Music Language 1: the Diatonic World

Subject 740-122 (2009)

Note: This is an archived Handbook entry from 2009. Search for this in the current handbook

Credit Points: 12.50
Level: 1 (Undergraduate)
Dates & Locations:

This subject has the following teaching availabilities in 2009:

On campus
For information about these dates, click here.
Time Commitment: Contact Hours: 2 one-hour lectures and 1 one-hour tutorial per week
Total Time Commitment: 120 hours
Prerequisites: Offered as breadth with prerequisites: Faculty Musicianship Test, or permission of the coordinator
Corequisites: None
Recommended Background Knowledge: None
Non Allowed Subjects: None
Core Participation Requirements: It is University policy to take all reasonable steps to minimise the impact of disability upon academic study, and reasonable adjustments will be made to enhance a student's participation in the University's programs.
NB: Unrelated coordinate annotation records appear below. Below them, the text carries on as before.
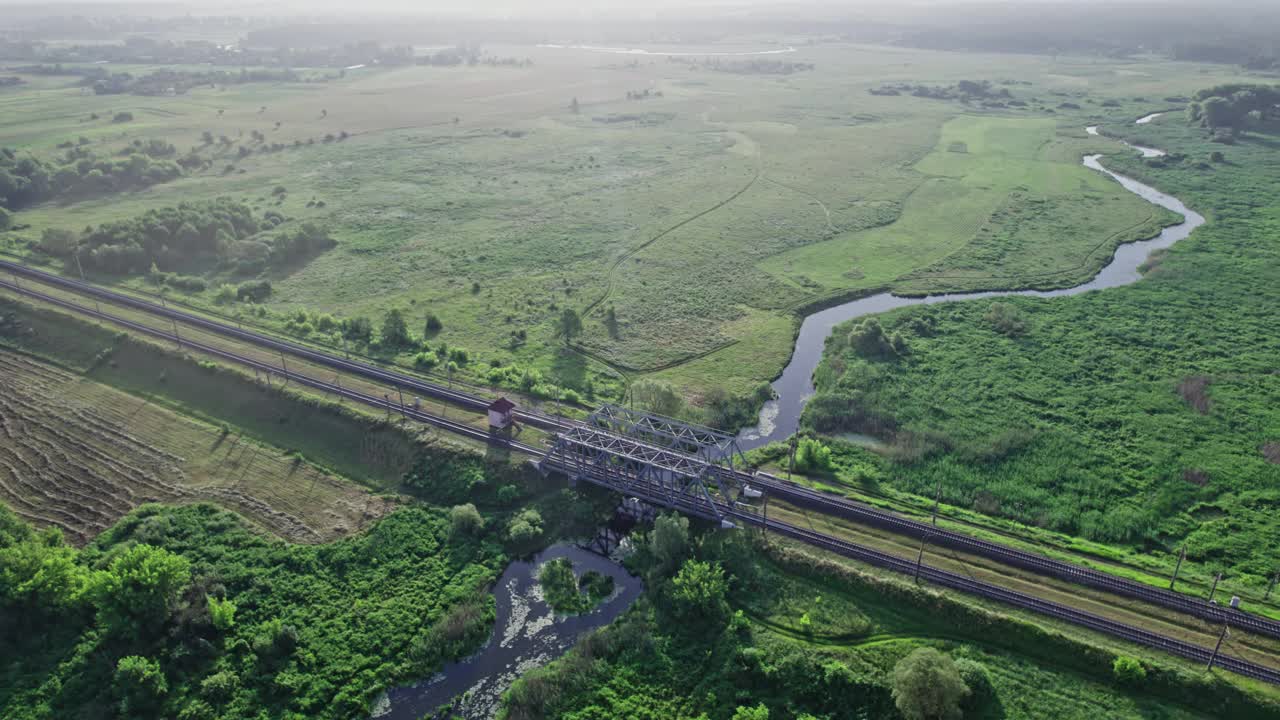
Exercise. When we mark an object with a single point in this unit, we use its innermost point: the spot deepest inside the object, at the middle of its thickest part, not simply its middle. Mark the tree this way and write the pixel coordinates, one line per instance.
(394, 329)
(140, 684)
(869, 340)
(570, 324)
(657, 396)
(525, 527)
(1220, 113)
(813, 456)
(1006, 319)
(668, 542)
(140, 589)
(40, 575)
(465, 519)
(433, 324)
(359, 329)
(222, 613)
(1128, 670)
(927, 686)
(700, 591)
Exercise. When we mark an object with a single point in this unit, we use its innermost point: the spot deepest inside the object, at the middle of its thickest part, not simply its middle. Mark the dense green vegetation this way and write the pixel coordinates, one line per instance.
(566, 592)
(200, 237)
(731, 629)
(26, 180)
(186, 613)
(1136, 415)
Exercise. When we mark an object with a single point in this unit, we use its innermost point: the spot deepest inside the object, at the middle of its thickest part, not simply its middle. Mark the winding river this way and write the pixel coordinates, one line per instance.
(526, 634)
(780, 418)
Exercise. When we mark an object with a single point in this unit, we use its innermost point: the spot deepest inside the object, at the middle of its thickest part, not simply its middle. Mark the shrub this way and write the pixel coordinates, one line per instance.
(927, 686)
(141, 686)
(1006, 319)
(700, 591)
(225, 295)
(869, 340)
(465, 519)
(1128, 670)
(813, 456)
(525, 527)
(222, 613)
(254, 291)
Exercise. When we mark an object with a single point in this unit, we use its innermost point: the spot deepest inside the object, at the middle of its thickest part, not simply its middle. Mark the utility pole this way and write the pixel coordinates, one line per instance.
(1179, 566)
(919, 559)
(1217, 647)
(1214, 591)
(99, 308)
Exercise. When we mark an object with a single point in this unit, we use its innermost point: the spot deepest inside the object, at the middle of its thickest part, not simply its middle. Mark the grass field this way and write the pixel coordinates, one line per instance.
(78, 455)
(1138, 417)
(704, 217)
(809, 637)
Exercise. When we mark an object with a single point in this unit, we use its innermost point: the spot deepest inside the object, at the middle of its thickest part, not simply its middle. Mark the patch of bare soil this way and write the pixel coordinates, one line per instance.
(78, 455)
(1194, 391)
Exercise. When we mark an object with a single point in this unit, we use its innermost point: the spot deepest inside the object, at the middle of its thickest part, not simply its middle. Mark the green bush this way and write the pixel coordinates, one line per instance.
(927, 686)
(465, 519)
(1128, 670)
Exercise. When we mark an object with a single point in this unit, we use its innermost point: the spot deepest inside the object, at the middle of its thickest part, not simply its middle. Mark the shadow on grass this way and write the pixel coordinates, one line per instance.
(570, 368)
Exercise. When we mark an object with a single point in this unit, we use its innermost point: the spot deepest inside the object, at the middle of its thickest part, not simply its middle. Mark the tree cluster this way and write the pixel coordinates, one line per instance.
(26, 180)
(177, 82)
(1234, 106)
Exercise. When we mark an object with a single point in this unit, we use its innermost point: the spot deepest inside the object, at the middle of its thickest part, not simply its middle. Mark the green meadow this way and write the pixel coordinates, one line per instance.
(703, 215)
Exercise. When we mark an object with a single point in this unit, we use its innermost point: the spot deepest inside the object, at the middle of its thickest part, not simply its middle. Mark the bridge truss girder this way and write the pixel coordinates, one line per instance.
(654, 474)
(691, 438)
Students who feel their disability will impact on meeting the requirements of this subject are encouraged to discuss this matter with a Faculty Student Adviser and the Disability Liaison Unit.
Subject Overview:

An introduction to the elements and processes of voice leading during the period of triadic tonality through the study of species counterpoint and diatonic harmonic processes. Students are expected to attain a sound understanding of the elements and processes of voice leading and diatonic harmonic function within the Western musical tradition, and be able to write and sing fluent three-part contrapuntal textures, and four-part diatonic harmonic textures demonstrating their understanding of voice leading and harmonic processes through regular assignments. Students should also develop an awareness of counterpoint and harmony in composition through a close study of the thematic material of set works from the Western canon.


On completion of this subject, students should be able to:

  • compose a coherent contrapuntal texture in two or three parts and solve common voice leading problems
  • identify contrapuntal principles in a variety of tonal styles
  • harmonise a melody in four parts using all diatonic triads within the basic I-V-I tonal plan and create complex harmonic progressions through the use of seventh chords and applied dominants
  • realise a figured bass
  • identify chord function and analyse harmonic progressions in different musical textures.
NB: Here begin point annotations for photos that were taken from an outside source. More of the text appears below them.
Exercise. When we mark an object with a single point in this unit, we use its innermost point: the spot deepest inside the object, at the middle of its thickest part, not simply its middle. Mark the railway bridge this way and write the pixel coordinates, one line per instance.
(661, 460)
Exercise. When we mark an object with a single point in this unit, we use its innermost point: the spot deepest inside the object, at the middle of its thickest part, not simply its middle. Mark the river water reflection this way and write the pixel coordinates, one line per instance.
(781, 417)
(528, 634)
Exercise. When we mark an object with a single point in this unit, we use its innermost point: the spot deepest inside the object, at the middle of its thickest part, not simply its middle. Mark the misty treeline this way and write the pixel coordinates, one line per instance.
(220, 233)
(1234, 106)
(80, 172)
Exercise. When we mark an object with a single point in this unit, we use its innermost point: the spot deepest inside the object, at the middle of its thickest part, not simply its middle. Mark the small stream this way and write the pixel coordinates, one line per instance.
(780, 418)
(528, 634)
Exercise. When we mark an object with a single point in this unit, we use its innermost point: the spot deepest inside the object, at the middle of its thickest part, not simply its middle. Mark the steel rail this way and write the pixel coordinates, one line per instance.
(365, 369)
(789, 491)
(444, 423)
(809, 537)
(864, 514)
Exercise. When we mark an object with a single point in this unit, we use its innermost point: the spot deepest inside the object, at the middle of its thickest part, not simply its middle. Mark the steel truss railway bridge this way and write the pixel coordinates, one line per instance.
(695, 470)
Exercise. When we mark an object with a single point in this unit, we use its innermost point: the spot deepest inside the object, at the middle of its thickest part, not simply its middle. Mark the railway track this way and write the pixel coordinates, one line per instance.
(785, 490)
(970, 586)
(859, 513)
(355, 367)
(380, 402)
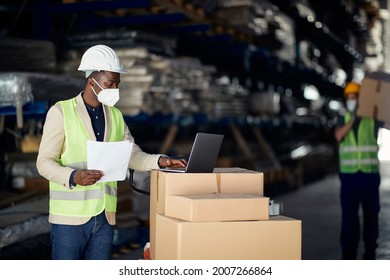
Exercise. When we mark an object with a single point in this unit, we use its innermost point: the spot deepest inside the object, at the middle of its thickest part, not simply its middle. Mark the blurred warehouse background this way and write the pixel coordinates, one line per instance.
(268, 74)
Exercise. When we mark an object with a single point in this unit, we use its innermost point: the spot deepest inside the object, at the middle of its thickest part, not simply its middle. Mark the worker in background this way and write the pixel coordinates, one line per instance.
(82, 211)
(359, 177)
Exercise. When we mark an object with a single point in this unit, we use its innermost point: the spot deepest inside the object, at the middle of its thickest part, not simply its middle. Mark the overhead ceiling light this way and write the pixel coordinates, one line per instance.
(310, 92)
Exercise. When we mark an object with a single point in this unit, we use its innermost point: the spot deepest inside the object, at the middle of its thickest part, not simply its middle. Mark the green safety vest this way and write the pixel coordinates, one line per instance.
(360, 155)
(83, 201)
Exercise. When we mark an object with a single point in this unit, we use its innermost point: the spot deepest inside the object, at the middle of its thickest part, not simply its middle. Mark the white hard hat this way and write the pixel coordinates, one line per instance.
(100, 58)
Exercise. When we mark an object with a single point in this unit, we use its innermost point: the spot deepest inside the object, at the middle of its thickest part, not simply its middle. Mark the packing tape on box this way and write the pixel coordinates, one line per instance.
(275, 208)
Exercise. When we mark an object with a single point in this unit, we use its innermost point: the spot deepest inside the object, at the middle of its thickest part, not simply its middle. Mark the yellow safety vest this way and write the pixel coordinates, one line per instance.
(83, 201)
(360, 155)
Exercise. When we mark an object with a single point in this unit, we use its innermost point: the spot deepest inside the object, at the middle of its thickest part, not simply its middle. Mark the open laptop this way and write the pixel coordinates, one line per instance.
(204, 154)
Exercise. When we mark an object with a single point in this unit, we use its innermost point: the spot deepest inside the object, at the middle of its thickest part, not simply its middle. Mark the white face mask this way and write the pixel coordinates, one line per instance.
(351, 105)
(107, 96)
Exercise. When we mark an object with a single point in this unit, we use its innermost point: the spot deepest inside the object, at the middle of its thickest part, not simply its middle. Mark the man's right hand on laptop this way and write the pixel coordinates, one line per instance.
(171, 162)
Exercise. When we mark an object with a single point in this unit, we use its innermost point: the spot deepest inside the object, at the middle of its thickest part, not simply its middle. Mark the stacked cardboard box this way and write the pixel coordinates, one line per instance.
(220, 215)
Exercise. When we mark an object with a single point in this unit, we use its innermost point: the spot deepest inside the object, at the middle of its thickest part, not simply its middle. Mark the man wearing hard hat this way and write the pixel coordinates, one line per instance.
(82, 211)
(359, 177)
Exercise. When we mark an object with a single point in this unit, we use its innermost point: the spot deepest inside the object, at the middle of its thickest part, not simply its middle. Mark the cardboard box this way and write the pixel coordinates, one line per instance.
(223, 180)
(278, 238)
(374, 96)
(217, 207)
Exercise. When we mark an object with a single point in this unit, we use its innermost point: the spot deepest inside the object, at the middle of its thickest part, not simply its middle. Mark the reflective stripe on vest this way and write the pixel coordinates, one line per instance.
(83, 201)
(361, 154)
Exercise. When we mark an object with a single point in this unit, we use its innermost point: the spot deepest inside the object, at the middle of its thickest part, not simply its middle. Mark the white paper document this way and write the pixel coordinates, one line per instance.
(110, 157)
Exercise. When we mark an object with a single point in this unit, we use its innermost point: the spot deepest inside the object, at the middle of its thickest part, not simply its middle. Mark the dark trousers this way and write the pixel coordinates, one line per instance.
(359, 189)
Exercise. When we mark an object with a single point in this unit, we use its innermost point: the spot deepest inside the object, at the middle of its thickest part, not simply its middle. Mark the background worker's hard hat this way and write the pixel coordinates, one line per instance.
(351, 88)
(100, 58)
Weekly music notation assignments including an analysis assignment (50%): two-hour end-of-semester examination (40%); aural recognition tests held end of semester (10%).
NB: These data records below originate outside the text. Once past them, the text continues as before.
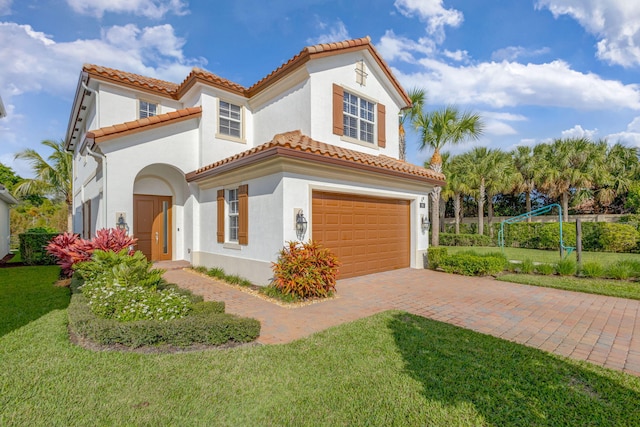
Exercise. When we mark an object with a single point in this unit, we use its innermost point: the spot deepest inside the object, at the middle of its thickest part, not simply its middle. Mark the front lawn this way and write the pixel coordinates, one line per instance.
(389, 369)
(608, 287)
(537, 255)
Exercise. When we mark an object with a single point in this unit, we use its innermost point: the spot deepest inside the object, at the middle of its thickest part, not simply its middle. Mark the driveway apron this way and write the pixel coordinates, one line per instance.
(599, 329)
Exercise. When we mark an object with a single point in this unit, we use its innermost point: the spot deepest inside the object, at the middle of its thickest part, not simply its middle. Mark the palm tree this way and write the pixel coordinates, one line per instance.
(564, 168)
(524, 163)
(455, 188)
(417, 97)
(482, 168)
(437, 129)
(53, 176)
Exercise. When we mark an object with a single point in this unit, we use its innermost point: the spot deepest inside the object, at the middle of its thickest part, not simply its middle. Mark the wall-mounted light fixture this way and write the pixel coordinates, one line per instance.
(121, 221)
(425, 224)
(301, 225)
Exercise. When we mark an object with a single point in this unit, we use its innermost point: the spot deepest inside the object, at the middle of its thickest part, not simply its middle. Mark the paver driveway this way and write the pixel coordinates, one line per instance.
(602, 330)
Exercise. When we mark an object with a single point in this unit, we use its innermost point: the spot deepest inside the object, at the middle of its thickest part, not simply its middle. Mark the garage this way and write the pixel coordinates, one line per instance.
(368, 234)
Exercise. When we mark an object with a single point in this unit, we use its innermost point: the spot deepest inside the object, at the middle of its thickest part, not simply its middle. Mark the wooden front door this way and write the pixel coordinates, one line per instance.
(152, 226)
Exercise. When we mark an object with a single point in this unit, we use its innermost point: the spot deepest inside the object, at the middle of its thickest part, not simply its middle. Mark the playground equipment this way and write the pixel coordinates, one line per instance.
(536, 212)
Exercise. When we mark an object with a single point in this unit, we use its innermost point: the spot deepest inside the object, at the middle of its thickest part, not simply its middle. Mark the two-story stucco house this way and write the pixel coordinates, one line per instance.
(219, 174)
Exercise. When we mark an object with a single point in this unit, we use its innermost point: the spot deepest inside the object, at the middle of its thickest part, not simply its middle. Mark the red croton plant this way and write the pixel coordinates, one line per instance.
(70, 249)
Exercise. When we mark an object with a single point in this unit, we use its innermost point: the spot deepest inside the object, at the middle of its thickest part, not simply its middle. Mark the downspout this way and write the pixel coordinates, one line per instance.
(103, 158)
(100, 156)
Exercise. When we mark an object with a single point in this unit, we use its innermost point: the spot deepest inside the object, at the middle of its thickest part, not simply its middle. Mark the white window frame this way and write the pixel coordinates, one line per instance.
(358, 113)
(228, 117)
(232, 200)
(143, 114)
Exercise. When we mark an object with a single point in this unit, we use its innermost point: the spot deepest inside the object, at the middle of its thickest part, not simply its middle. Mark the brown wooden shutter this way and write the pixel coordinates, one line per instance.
(243, 214)
(220, 233)
(382, 127)
(338, 99)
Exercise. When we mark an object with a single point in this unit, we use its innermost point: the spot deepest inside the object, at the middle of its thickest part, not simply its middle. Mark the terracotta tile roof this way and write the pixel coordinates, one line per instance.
(176, 91)
(116, 131)
(296, 145)
(141, 82)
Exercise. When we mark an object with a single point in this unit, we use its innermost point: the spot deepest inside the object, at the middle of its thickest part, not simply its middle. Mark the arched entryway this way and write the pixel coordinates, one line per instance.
(158, 191)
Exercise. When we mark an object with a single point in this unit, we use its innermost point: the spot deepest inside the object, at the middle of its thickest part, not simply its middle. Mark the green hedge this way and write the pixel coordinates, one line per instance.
(32, 248)
(449, 239)
(206, 324)
(472, 264)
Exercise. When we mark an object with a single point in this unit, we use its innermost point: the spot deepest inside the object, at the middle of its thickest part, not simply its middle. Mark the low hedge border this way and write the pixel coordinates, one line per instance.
(208, 324)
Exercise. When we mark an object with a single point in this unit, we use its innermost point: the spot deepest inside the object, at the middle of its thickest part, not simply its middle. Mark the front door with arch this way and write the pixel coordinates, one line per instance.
(152, 219)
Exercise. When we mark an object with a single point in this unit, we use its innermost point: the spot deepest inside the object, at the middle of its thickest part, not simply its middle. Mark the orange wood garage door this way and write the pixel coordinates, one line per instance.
(368, 234)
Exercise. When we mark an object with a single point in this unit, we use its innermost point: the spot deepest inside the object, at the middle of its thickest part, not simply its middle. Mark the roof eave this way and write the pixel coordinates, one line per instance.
(289, 153)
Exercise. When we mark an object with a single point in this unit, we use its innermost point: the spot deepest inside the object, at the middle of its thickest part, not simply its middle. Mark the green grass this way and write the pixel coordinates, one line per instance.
(536, 255)
(389, 369)
(609, 287)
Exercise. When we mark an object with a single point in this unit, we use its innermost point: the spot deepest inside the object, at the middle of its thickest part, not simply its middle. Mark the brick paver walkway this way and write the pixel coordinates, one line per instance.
(602, 330)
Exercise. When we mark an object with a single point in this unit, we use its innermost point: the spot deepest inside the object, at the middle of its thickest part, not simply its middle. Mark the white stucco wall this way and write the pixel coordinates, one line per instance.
(4, 228)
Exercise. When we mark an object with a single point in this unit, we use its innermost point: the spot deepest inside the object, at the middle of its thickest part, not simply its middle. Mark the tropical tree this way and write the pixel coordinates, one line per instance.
(53, 176)
(483, 167)
(564, 168)
(417, 97)
(456, 187)
(447, 126)
(524, 163)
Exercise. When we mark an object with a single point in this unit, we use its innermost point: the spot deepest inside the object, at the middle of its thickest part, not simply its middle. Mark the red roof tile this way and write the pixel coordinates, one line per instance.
(296, 145)
(175, 90)
(109, 132)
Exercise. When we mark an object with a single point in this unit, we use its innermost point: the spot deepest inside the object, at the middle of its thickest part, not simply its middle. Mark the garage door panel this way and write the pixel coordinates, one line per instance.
(367, 234)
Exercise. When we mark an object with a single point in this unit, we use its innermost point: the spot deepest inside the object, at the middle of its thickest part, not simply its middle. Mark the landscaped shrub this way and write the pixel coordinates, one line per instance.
(32, 246)
(448, 239)
(546, 269)
(592, 269)
(120, 267)
(470, 263)
(435, 256)
(306, 269)
(566, 267)
(70, 249)
(206, 326)
(618, 237)
(130, 303)
(527, 266)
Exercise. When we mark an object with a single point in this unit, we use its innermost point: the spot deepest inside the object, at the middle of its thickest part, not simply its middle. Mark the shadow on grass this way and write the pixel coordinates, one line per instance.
(510, 384)
(27, 293)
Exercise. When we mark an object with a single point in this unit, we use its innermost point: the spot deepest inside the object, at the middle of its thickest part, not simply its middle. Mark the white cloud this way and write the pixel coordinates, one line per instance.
(511, 53)
(155, 9)
(337, 32)
(630, 136)
(501, 84)
(393, 47)
(33, 61)
(433, 13)
(5, 7)
(616, 24)
(578, 132)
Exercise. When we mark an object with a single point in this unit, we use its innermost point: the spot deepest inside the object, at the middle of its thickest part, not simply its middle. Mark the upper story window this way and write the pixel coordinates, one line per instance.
(230, 120)
(147, 109)
(358, 117)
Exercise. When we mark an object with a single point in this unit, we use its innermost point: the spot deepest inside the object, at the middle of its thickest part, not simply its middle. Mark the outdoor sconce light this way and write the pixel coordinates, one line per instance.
(425, 224)
(121, 223)
(301, 225)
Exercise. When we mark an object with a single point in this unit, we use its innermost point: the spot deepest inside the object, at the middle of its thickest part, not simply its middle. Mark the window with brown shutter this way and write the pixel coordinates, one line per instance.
(243, 214)
(220, 201)
(338, 98)
(382, 137)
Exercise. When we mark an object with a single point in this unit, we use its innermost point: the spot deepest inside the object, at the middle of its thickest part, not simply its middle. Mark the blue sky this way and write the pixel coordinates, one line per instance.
(535, 70)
Students must complete all assessment requirements to pass the subject.

Prescribed Texts: Edward Aldwell and Carl Schachter. Harmony and Voice Leading. Belmont: Thomson Schirmer, 2003.
Breadth Options:

This subject potentially can be taken as a breadth subject component for the following courses:

You should visit learn more about breadth subjects and read the breadth requirements for your degree, and should discuss your choice with your student adviser, before deciding on your subjects.

Fees Information: Subject EFTSL, Level, Discipline & Census Date
Generic Skills: Students who have studied this subject should develop and enhance:
  • analytical skills
  • skills in evaluative thinking, and in the application of theoretical criteria to practical outcomes.